Les infrastructures pour les mobilités demeurent le premier poste d’investissement du département du Doubs en 2026. La collectivité leur consacre une enveloppe de 30 millions d’euros, « en croissance de 13 % par rapport aux crédits votés en 2025 », relève Florence Rogeboz, vice-présidente aux mobilités.
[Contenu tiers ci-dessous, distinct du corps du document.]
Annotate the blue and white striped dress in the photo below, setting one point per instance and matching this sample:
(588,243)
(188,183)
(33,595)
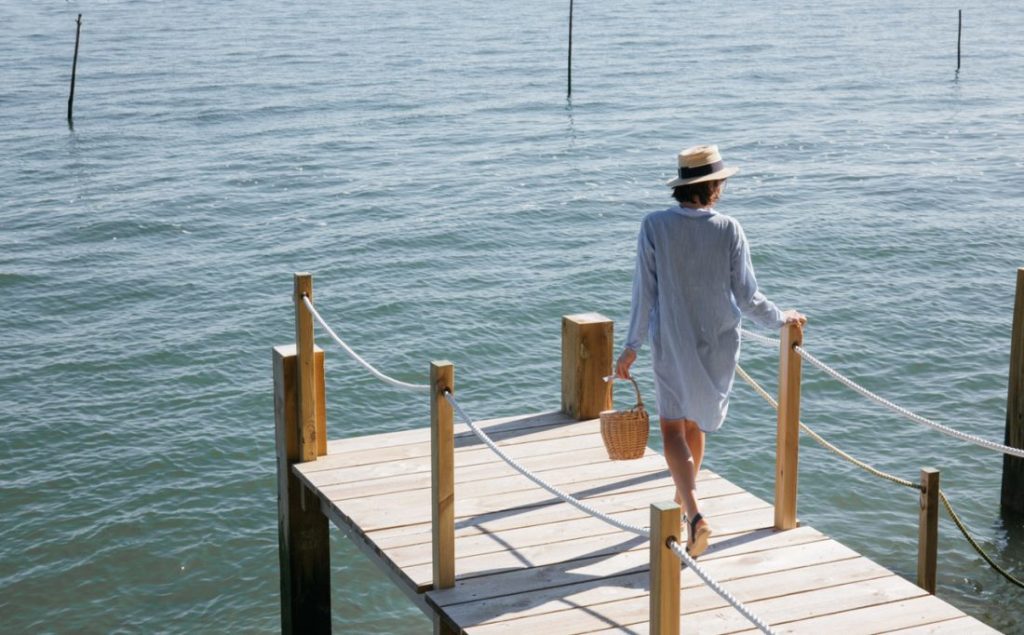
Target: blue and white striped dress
(693,281)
L’entretien des routes en capte la majorité (18,5 millions d’euros) et le plan de rénovation d’ouvrages d’art doté de 25 millions d’euros sur dix ans depuis 2024 va poursuivre son application avec trois dossiers principaux, les ponts du Doubs à Torpes et du Diable à Sainte-Anne et la fin de reconstruction de celui de l’Ognon à la limite avec la Haute-Saône. La maintenance et les travaux sur les pistes cyclables mobilisent 1,3 million d’euros. Le budget 2026 est également « dopé » par la participation de 6 millions d’euros cumulés aux projets pilotés par l’Etat sur la RN 57, l’aménagement de l’entrée sud de Pontarlier et la liaison « Boulevard-Beure » de contournement de Besançon, dont les débuts de chantiers sont espérés en fin d’année.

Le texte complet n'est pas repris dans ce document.